The swarmandal(Hindi: स्वरमण्डल) or Indian harp is an Indian zither that is today most commonly used as an accompanying instrument for vocal Hindustani Classical music (the classical music of North India, Pakistan, and Bangladesh). The name combines swara (notes) and mandal (group), representing its ability to produce a large number of notes; it is also known popularly as Sur-mandal.
Swarmandals measure from twenty-four to thirty inches in length and twelve to fifteen inches in width. The singer may choose to employ any number of strings from 21 to 36. The strings are hooked in a nail lodged in the right edge of the swar-mandal and on the left are wound around rectangular pegs which can be tightened with a special key. Wooden pegs were used instead of metal ones in the medieval period. A sharp half-inch ridge on both sides of the swar-mandal stands a little apart from the nails on which the strings are tightened. This ridge functions as a bridge on both sides. The swar-mandal is similar to the autoharp or zither in many respects.
It is also similar to an instrument from Iran, and has been used for many generations, dating back to the Mughal era.

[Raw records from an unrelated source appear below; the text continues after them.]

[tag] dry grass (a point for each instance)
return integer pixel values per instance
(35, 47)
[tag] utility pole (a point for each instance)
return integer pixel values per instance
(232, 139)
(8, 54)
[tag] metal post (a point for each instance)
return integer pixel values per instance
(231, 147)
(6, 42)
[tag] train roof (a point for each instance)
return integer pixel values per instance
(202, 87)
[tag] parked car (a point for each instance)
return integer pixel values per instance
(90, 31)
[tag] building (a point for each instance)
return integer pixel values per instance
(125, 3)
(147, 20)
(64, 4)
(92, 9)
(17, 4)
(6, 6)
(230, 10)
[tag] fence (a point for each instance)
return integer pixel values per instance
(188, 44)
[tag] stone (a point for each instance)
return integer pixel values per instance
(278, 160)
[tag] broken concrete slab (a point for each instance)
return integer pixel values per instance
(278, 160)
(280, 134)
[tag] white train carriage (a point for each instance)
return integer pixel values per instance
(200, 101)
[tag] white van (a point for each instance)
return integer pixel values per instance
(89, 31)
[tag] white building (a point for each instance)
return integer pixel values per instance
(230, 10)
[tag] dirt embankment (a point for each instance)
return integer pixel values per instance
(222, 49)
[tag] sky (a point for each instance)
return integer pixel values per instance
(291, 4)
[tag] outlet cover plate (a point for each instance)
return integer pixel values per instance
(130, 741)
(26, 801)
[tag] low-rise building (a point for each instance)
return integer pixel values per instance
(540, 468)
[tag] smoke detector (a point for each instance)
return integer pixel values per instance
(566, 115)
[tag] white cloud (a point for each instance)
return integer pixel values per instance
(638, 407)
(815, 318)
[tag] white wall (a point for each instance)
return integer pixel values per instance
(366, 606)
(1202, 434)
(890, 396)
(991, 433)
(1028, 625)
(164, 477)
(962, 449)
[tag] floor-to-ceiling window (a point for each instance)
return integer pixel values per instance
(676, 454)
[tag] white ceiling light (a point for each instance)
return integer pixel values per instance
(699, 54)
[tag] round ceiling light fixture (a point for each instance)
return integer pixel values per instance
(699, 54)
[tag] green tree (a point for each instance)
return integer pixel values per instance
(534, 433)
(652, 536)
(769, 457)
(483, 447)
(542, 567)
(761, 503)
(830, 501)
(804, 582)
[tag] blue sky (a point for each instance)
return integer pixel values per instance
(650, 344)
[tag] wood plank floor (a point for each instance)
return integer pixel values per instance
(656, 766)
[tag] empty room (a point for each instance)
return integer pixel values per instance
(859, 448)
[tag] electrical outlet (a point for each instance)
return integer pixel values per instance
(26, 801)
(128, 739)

Some of the vocalists who have used this instrument extensively are Ustad Bade Ghulam Ali Khan (1902–1968), Ustad Salamat Ali Khan (1934–2003)  and Pandit Jasraj (b 1930). It was used in The Beatles songs “Strawberry Fields Forever,” “Lucy in the Sky with Diamonds,” and “Within You Without You,” the first is from the “Magical Mystery Tour” album and the latter two are from the Sgt Pepper’s album.